Çin, 2003’teki SARS ve mevsimsel grip de dahil olmak üzere bulaşıcı hastalıklardan kaynaklanan ölümleri uzun süredir sıkı bir şekilde sayıyor. Ancak Şangay’ın 2022 baharında uygulanan sokağa çıkma yasağı sırasında yetkililer, sakinlerin uzun süreli karantinasını haklı çıkarmak için daha gevşek bir tanım kullanarak bir istisna yaptı. O sırada Şanghay belediye hükümeti tarafından bildirilen 588 Covid ölümünün biri kalp krizine, geri kalanı ise “altta yatan durumlara” veya “tümörlere” atfedildi. Bu tutarsızlığa rağmen, Ulusal Sağlık Komisyonu bu ölümleri Kovid ölümlerindeki ulusal geçiş ücretinden hiçbir zaman çıkarmadı.

Hong Kong Üniversitesi’nden bir epidemiyolog olan Ben Cowling, herhangi bir ülkede olduğu gibi Çin’deki gerçek ölü sayısının neredeyse kesinlikle daha yüksek olduğunu söyledi.
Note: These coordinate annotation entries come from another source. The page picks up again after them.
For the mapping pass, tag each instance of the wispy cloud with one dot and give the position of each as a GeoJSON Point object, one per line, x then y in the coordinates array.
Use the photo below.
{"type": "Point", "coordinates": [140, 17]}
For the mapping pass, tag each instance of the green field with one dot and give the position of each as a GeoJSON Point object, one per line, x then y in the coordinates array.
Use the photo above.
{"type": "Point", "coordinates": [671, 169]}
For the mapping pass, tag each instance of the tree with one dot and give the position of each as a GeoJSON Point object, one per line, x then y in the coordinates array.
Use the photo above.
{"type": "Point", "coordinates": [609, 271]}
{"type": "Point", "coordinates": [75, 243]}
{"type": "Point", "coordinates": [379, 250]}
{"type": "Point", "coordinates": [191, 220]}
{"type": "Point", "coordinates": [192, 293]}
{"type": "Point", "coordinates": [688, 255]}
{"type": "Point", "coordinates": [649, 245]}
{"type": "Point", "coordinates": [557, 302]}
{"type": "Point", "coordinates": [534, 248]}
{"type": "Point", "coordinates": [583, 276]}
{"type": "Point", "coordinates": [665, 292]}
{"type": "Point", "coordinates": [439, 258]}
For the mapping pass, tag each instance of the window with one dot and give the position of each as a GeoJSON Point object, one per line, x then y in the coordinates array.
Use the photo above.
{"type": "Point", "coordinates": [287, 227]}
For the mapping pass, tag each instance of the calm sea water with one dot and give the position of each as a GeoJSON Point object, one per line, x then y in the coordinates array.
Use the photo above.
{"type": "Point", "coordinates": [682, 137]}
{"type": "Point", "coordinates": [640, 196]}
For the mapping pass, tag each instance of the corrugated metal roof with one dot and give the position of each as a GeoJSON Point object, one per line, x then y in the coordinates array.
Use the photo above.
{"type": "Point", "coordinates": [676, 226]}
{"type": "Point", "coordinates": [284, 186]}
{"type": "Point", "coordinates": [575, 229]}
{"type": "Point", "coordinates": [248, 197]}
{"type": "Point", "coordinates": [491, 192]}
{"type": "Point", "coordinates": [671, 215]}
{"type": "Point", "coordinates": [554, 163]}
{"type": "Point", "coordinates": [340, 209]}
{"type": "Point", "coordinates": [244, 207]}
Çin, hastanedeki hastaları daha güçlü bir şekilde test etmiş olsaydı, ölüm ve enfeksiyon oranları hakkında daha güvenilir veriler sağlayabileceğini söyledi.

Cowling, “Biraz şaşırtıcı olan tek şey, Çin’in bu kadar çok test kapasitesine sahip olması ancak bunu hastanede yatan hastalarda Kovid’i doğrulamak için kullanmamış olması” dedi.

Ulusal Sağlık Komisyonu’ndan alınan veriler, Çin’in yaşlı nüfusunun bir salgından sert bir şekilde etkileneceğine dair uzun süredir devam eden korkuları doğruladı çünkü pek çoğu yeterli aşı dozunu almıyor. Yaklaşık 60.000 ölümün yüzde 56,5’i en az 80 yaşındaki birini içeriyordu.

Ülkenin dini lideri Xi Jinping, virüsü kontrol altına almak için sıkı tecritler, karantinalar ve toplu testler stratejisini desteklediğinden, Kovid ölümleri Çin’de özellikle hassas bir siyasi mesele. Bay Xi, salgının erken dönemlerinde bulaşmayı bastırmada başarılı olduğunu kanıtladıktan sonra modelin diğer ülkeler tarafından benimsenebileceğiyle övündü.


Ancak, son derece bulaşıcı Omicron varyantı geçen yıl ivme kazandığından, bu strateji savunulamaz hale geldi. Ülke genelinde vakalar istikrarlı bir şekilde artarken, giderek daha fazla insan Covid kısıtlamalarından bıktıkça Kasım ayında protestolar patlak verdi. Zaten büyük bir ekonomik baskı altında olan Çin, ülkeye ilaç stoklama fırsatı vermeden “sıfır Covid” politikasını aniden tersine çevirdi.

Yetkililer son günlerde, mevcut koronavirüs dalgasının Çin şehirlerine kıyasla çok daha zayıf bir sağlık sistemine sahip olan ülkeyi nasıl etkileyeceğine dair artan endişelere rağmen, enfeksiyonların büyük şehirlerde zirveye ulaştığını söyledi.